What is the cause of diverticula?
Some people are born with a diverticulum, most often from the small intestine. Most diverticula develop during later life and are more common with increasing age. In Britain over half the well population aged more than 70 years have diverticula of the large intestine. In some rural areas of the world, particularly in Africa, diverticula are rarely seen. The difference from western countries is not fully understood but is thought to be due to diet. The colon exists to process otherwise indigestible plant foods known as dietary fibre.
In the west we eat less fibre than in other, primarily vegetarian, regions of the world. If the colon has plenty of fibre to deal with, the bulky soft contents keep the walls of the bowel apart. If little fibre is present, the stools tend to be smaller and harder, and they do not keep the walls of the tube-like colon apart when the muscles in the wall of the colon contract. These contractions form a ring-like narrowing to mix and push the contents along. Closed segments occur within which pressure is high and it is thought that this pressure pushes out the pouches.
Are diverticula risky or harmful?
We do not generally worry about our appendix which is a type of diverticulum.

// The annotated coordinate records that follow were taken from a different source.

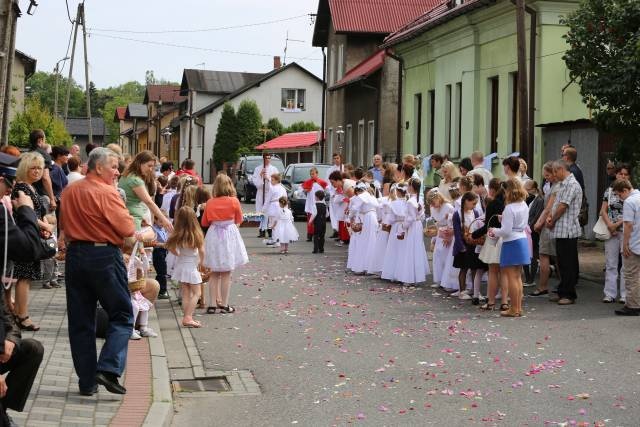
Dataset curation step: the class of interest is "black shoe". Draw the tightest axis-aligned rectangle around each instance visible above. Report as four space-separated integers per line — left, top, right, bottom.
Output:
615 305 640 316
80 384 98 396
96 371 127 394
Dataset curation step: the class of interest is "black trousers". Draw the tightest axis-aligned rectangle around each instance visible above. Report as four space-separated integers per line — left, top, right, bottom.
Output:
0 338 44 412
556 238 580 299
151 248 167 293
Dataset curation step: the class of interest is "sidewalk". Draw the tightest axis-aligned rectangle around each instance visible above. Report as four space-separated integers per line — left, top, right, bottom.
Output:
9 282 170 427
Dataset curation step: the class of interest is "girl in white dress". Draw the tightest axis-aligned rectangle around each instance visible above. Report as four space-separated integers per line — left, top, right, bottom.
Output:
397 178 431 284
380 183 407 281
262 173 287 245
167 206 204 328
273 197 300 254
347 182 378 274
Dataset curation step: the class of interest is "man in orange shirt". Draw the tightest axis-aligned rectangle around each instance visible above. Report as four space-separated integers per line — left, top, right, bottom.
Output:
60 148 142 396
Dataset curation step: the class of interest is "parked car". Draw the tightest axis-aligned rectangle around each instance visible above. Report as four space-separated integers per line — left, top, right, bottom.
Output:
236 155 284 203
282 163 331 217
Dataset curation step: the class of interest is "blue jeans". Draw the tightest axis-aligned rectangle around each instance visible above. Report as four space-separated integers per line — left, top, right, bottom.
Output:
65 243 133 390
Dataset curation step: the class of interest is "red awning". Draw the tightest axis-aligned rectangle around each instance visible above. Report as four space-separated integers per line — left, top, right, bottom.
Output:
256 130 320 150
329 50 387 90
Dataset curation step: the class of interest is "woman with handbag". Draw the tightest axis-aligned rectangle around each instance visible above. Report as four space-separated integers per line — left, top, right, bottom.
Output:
11 151 53 331
600 164 631 303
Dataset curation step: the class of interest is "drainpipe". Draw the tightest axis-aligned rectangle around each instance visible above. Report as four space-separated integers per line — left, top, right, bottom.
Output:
320 47 324 163
386 50 404 164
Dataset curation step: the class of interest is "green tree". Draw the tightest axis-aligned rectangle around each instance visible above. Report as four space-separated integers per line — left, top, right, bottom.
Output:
562 0 640 161
9 98 71 147
213 102 240 170
236 100 264 154
284 121 320 133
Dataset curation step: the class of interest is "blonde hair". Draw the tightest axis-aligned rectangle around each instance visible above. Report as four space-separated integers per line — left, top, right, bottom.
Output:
167 206 204 252
213 174 236 197
502 178 529 203
16 151 44 182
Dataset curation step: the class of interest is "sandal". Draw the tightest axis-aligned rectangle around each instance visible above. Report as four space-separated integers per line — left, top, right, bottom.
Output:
478 302 496 311
16 316 40 332
218 305 236 314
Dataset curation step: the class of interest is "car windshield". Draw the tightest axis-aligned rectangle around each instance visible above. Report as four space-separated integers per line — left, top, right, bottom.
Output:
291 165 331 184
247 157 284 173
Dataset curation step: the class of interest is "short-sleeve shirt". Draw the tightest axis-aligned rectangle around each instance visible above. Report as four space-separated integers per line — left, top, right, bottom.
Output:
551 174 582 239
622 190 640 255
118 175 148 230
602 187 624 226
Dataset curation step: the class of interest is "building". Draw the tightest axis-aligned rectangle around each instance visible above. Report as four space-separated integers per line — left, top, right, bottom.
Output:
313 0 441 166
66 117 109 161
383 0 612 234
143 85 187 161
180 57 322 182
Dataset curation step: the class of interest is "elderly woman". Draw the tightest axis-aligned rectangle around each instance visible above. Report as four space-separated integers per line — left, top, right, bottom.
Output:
118 151 173 231
11 151 53 331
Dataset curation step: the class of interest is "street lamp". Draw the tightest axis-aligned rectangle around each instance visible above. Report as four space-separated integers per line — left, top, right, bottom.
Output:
53 56 69 117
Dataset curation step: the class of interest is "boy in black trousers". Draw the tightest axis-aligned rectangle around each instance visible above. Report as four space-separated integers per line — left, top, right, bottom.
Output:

Diverticula are a common feature of many people's colons, projecting from the colon walls but not becoming troublesome. As with appendicitis where the appendix becomes inflamed or infected, diverticula can be subject to infection also and this can present as pain in the affected region, a feeling of illness and the danger of the diverticulum perforating or bleeding. If the diverticula become inflamed then the resulting condition is known as diverticulitis.
A description of diverticular disease
There is normal thickness and appearance of the intestinal musculature in most people who have diverticula, but some can have thicker and microscopically abnormal structure in this muscle. Muscle thickening makes the colon narrower and makes its outline more irregular. The changes in the muscle which occur do not have a clear cause but infection may not be the cause and diet may well be irrelevant. Even if very few or no diverticula are present in the colon this abnormality of the muscle can occur. Diverticular disease is the name given to the combination of diverticula and abnormal muscle. The word disease is used because the works diverticula and diverticular sound very similar.
What are the symptoms of diverticular disease?
The muscle abnormality is the reason for the symptoms of pain in the lower and left side of the abdomen, bloating, irregular timing of the bowel opening with stools like pellets and also bowel actions containing small amounts of blood. Irritable bowel syndrome has similar symptoms as both of these conditions are partly related in that there is abnormal function of muscle.
The necessity of investigation
Diverticula are not generally discovered on their own but secondarily when investigation for other conditions is occurring, such as x-ray or endoscopy for abdominal pain or rectal bleeding. As healthy older people very commonly have diverticula the doctor has to be certain they are the cause of symptoms and not just incidental. If there is blood test evidence of inflammation somewhere in the body and the area of the diverticula is tender then a diagnosis of diverticulitis is possible. If the lower left sigmoid colon has increased folding of its lining this is the muscular abnormality of diverticular disease.
Reassurance that a more serious disorder is not present helps people not to worry about the symptoms. An explanation of the difference between symptoms due to infection and those due to abnormal contraction of the muscle, without inflammation, helps people understand why one treatment may be advised and not another.